I Pistons, tuttavia, vantano di un passato glorioso. Basti pensare che questo club ha già vinto tre titoli NBA: uno nel 1989, uno nel 1990 e il più epico nel 2004. I primi due vinti da Detroit sono stati molto importanti, avevano senza dubbio la squadra più forte dell’NBA capitanata da Isiah Thomas, uno dei giocatori più forti dell’epoca, ed era affiancato da Joe Dumars e Dennis Rodman. Con questa squadra Detroit portò a casa i suoi primi due titoli NBA e la striscia di vittorie si interruppe quando l’anno dopo a vincere furono i Boston Celtics.

La miglior vittoria per Detroit, comunque, arrivò nel 2004, a 14 anni di distanza dall’ultimo trionfo nel più bel campionato di basket del mondo e sicuramente nessuno, tra l’altro, si sarebbe aspettato una vittoria della squadra proprio in quell’anno.

Nel 2004 la squadra fu allenata da Larry Brown, l’allenatore che fece diventare dei giocatori normalissimi dei cestisti formidabili.
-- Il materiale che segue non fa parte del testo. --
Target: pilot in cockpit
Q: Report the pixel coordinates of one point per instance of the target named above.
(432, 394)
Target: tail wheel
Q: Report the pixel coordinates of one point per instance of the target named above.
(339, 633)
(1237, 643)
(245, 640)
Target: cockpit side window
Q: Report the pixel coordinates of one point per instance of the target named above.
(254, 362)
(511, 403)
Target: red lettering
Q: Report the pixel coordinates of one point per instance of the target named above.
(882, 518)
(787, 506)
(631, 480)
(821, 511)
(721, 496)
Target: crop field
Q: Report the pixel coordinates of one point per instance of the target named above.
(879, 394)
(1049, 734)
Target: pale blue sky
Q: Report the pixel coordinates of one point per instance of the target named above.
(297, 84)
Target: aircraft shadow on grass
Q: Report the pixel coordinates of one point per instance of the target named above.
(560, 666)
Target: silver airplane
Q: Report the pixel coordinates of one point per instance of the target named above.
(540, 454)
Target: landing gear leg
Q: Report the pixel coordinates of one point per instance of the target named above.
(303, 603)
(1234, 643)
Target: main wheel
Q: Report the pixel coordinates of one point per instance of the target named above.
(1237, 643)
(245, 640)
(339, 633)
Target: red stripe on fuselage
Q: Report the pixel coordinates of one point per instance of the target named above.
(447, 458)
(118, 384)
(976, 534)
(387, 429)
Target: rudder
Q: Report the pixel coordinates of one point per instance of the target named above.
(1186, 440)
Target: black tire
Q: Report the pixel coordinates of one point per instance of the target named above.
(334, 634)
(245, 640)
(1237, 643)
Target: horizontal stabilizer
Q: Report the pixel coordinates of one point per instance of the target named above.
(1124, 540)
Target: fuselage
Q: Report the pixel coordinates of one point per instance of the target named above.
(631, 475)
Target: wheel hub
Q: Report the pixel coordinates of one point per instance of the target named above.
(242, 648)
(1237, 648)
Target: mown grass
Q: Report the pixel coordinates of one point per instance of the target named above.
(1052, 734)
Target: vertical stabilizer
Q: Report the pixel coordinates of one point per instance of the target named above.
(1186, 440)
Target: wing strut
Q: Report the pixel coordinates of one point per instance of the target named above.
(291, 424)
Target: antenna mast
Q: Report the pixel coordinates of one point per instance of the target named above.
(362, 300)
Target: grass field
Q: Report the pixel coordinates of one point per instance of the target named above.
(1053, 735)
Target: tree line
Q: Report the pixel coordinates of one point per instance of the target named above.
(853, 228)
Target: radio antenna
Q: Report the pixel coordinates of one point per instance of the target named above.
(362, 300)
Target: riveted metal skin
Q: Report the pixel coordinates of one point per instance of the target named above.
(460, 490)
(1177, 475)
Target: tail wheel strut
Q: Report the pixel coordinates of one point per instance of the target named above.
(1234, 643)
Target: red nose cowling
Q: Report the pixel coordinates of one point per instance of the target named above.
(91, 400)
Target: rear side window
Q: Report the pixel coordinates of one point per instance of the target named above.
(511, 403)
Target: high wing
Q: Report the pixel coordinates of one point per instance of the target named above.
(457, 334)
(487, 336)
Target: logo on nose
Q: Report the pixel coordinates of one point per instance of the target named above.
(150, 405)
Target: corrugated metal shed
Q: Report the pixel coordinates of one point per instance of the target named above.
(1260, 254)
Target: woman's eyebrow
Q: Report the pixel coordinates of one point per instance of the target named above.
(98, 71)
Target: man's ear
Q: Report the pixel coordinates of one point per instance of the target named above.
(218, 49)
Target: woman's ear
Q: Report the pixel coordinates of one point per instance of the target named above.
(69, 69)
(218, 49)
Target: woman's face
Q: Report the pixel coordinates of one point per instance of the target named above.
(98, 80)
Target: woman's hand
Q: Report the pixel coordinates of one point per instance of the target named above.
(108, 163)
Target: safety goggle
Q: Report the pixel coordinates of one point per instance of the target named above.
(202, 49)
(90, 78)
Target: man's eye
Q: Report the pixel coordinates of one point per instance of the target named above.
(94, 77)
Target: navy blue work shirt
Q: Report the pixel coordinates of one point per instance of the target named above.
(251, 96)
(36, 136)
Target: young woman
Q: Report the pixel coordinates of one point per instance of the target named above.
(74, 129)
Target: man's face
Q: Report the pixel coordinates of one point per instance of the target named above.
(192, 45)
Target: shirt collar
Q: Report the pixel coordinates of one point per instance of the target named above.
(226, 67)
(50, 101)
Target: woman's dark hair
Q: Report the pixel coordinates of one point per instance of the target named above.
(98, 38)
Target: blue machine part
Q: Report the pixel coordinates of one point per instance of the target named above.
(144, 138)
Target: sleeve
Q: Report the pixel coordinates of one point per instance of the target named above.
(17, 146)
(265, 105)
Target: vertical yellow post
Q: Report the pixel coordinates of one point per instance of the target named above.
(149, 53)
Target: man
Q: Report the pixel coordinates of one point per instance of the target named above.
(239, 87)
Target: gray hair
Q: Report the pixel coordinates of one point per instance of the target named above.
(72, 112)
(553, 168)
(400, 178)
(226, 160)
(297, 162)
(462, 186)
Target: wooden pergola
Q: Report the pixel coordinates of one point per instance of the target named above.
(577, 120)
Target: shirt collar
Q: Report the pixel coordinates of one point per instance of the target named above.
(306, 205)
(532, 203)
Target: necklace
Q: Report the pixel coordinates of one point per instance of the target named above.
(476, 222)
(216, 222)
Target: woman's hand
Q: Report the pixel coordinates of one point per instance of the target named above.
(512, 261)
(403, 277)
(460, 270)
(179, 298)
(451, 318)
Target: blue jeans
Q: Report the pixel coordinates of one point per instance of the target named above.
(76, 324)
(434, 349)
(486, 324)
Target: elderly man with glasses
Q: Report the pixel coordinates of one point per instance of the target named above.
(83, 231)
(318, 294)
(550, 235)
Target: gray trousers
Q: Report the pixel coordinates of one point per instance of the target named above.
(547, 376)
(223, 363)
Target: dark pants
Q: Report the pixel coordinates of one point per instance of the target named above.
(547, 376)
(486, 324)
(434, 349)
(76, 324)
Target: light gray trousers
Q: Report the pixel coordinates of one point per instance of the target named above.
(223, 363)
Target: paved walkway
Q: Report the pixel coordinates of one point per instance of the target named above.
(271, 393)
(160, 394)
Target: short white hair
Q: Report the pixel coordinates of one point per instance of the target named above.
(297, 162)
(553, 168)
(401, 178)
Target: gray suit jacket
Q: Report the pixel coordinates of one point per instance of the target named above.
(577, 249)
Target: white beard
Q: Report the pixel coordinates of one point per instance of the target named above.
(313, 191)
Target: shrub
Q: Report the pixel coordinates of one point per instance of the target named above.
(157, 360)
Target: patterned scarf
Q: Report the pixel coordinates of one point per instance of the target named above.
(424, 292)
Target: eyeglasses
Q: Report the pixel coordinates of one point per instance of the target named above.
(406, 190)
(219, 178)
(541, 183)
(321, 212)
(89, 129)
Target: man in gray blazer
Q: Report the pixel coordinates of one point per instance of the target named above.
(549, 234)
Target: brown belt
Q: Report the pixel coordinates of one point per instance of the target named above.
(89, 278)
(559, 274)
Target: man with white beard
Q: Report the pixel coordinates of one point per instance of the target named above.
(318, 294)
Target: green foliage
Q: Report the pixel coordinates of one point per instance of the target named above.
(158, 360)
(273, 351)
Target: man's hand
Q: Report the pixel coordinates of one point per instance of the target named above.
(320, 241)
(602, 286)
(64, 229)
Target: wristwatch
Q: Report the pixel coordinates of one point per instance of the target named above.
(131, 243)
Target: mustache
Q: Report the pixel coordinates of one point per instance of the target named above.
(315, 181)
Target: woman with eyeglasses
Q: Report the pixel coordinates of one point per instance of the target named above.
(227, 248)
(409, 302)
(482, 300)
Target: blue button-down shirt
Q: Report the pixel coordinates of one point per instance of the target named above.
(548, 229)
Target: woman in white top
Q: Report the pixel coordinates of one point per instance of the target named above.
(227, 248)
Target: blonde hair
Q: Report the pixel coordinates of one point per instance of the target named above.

I cinque giocatori che permisero a Detroit di vincere il titolo furono: Chauncey Billups, Richard Hamilton, Rasheed Wallace, Tayshaun Prince e Ben Wallace. Insieme ai compagni fecero la storia del club vincendo un campionato contro ogni pronostico: riuscirono a giocare in un modo incredibile battendo squadre sulla carta molto più forti di loro.

Quintetto base di Detroit nel 2004

Quando arrivarono in finale, si ritrovarono ad affrontare i Los Angeles Lakers composti da Kobe Bryant, Shaquille O’Neal, Gary Payton e Karl Malone, senza dubbio una squadra costruita per vincere il titolo NBA. Detroit li sconfisse vincendo quattro partite su cinque e questo lasciò un segno nella storia di questo sport.

Quella vittoria fu così importante che la società ritirò la maglia di Billups, Hamilton e Ben Wallace cosi che nessuno potesse più utilizzare i numeri 1, 32 e 3. Come se non bastasse i Pistons sono tutt’ora famosi per la presentazione prima delle partite fatte da John Mason. La squadra sfiorò il secondo titolo di fila perdendo in finale contro San Antonio di un solo punto. Detroit è sempre stata una squadra che fa affidamento a tutti i giocatori e non soltanto a uno solo.

Ora, a distanza di tanti anni, è in cerca di un riscatto che possa riportare il team nei vertici alti della classifica e magari a sfidare nuovamente le big per il titolo.